CSANet++: A Lightweight Spectral–Spatial Attention Network for Accurate Pneumonia Detection on Chest X-Ray Images
摘要
Pneumonia remains a major global health concern, particularly in low-resource regions where access to expert radiologists is limited. Deep learning has shown strong potential for chest X-ray (CXR) analysis, yet many high-performing models rely on large backbones and computationally expensive attention modules, limiting deployment on portable or embedded devices. Mobile-oriented architectures such as MobileNetV3 and lightweight attention mechanisms like SE and CBAM have improved efficiency, but achieving high diagnostic accuracy with extremely small model complexity remains challenging. We propose CSANet++, a substantially improved and lightweight extension of our previously accepted CSANet framework. CSANet++ introduces four key innovations: a MobileNetV3Small backbone for efficient feature extraction, a Lite Channel–Spectral Attention (LiteCSA) module using depthwise spectral filtering and channel squeeze, a Lite Spatial Attention (LiteSPA) module leveraging anatomical priors of upper–middle–lower lung zones, and a Gated Fusion mechanism that dynamically balances spectral and spatial cues.

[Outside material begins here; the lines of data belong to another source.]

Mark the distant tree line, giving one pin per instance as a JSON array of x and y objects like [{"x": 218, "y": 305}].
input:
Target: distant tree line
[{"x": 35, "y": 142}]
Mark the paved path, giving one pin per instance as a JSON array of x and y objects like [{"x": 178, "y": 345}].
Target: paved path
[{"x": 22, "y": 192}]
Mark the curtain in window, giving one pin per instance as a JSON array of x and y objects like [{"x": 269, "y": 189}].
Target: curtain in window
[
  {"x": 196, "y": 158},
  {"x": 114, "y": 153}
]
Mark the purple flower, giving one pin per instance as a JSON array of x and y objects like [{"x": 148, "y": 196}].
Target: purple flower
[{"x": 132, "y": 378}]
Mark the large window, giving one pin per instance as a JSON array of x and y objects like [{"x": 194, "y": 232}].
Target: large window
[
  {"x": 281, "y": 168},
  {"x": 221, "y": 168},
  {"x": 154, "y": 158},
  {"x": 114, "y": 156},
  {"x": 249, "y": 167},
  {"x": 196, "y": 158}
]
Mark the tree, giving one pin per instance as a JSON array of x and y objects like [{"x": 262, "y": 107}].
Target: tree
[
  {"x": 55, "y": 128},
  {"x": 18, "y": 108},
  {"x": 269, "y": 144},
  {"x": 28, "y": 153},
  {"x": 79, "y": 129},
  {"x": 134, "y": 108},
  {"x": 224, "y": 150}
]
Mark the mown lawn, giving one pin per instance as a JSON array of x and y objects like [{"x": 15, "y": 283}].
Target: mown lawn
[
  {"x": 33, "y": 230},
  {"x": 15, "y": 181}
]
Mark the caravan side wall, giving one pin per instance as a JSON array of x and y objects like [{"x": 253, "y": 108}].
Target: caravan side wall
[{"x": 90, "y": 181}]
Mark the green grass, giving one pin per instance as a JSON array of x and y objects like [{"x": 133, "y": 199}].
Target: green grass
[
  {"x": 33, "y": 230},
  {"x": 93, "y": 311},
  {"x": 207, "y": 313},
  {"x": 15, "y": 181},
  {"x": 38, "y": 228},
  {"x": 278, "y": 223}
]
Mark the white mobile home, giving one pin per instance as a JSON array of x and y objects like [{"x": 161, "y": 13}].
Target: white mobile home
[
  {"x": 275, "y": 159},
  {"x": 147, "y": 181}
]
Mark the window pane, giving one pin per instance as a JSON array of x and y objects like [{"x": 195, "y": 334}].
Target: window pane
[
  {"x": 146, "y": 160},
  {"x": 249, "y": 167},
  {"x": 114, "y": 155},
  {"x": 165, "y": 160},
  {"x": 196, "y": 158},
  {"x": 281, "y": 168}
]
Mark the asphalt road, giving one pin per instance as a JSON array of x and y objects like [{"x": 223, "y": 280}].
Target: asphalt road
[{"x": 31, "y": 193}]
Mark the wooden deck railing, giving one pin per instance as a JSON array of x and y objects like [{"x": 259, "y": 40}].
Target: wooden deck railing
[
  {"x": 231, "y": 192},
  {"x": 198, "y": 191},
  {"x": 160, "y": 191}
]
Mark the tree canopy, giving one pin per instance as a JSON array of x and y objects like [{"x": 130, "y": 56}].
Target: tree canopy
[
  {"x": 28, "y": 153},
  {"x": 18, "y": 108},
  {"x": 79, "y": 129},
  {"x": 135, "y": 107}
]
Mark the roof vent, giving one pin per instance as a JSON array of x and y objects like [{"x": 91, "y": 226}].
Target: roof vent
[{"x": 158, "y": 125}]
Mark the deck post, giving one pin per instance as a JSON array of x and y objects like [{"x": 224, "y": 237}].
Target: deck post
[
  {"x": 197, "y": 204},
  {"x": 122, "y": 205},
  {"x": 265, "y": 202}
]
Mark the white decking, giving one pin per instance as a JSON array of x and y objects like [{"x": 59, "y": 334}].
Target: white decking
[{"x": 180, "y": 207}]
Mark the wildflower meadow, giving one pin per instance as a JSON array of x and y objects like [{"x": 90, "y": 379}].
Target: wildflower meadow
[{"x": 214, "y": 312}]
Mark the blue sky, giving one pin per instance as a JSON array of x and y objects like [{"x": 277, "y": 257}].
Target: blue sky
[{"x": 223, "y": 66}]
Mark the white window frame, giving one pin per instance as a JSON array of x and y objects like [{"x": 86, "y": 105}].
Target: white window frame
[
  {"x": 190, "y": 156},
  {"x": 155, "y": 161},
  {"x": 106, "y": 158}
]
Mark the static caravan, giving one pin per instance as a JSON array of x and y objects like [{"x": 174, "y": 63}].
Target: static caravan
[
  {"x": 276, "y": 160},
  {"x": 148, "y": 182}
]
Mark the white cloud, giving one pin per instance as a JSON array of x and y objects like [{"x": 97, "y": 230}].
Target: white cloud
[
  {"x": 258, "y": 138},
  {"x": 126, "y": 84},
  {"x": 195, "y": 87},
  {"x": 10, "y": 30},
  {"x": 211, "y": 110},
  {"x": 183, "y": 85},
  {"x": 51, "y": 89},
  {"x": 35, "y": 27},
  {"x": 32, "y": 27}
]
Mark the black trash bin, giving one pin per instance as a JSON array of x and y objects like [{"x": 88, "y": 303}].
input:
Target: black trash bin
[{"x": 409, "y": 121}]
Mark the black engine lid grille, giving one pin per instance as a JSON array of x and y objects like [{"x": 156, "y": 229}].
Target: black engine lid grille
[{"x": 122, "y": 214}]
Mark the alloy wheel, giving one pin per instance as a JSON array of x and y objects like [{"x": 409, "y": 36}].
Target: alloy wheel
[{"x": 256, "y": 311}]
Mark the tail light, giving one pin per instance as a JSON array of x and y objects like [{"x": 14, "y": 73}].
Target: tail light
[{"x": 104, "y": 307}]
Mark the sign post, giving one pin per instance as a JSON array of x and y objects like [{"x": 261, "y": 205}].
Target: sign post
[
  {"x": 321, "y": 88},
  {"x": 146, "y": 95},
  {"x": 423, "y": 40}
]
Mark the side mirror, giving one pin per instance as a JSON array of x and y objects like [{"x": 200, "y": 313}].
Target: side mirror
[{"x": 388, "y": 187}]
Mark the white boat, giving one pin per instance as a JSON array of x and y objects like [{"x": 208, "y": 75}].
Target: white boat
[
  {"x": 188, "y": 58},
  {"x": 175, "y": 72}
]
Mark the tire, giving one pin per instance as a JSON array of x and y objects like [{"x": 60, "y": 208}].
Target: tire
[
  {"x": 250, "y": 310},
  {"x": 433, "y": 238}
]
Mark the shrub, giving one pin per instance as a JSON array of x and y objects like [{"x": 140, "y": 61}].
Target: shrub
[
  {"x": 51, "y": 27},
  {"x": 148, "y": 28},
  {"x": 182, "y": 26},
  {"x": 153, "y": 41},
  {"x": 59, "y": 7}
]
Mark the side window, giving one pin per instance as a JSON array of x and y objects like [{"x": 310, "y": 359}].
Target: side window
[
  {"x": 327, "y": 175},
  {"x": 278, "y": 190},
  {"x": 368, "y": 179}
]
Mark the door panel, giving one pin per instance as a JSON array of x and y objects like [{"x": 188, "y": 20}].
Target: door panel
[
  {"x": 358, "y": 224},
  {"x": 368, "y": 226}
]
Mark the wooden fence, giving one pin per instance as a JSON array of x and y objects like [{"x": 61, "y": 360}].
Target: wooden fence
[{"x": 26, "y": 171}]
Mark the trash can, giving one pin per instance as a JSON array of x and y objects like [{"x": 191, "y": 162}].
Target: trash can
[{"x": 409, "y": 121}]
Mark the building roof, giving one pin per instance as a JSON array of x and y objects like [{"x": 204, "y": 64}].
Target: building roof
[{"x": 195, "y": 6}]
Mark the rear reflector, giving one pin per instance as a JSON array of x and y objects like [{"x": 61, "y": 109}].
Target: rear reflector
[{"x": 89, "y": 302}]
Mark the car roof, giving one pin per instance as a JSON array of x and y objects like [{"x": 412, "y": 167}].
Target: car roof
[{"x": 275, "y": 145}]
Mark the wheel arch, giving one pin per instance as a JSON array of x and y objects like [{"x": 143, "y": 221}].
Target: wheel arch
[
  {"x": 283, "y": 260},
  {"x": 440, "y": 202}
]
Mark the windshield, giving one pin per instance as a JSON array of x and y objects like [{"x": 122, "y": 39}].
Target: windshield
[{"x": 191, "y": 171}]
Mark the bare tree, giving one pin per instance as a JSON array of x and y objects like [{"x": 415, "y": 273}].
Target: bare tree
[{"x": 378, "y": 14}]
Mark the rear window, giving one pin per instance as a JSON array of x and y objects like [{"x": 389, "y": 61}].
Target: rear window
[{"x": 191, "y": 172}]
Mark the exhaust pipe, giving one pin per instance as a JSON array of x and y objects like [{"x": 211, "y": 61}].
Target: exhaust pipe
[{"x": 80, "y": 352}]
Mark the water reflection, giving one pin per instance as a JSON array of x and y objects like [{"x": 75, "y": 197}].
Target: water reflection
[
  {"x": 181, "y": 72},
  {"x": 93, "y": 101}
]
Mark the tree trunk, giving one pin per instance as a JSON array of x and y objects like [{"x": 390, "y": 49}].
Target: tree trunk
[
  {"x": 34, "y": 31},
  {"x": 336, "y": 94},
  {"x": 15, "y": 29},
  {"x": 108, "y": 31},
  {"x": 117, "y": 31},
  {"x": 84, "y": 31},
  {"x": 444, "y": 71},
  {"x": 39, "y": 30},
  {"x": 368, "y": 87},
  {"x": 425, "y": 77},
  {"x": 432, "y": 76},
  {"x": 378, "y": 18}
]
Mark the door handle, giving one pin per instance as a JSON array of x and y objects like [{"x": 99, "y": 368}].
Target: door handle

Additionally, convolution–batch normalization fusion is employed to reduce inference latency. Despite its compact size of 1.15M parameters and 58.5M MACs, CSANet++ achieves 97.27% accuracy, 97.79% precision, 98.48% recall, 98.14% F1-score, and 0.9968 AUC on the pediatric CXR dataset. These results outperform heavier CNN baselines while maintaining real-time performance (0.0049 s/img), demonstrating the model’s suitability for on-device pneumonia screening.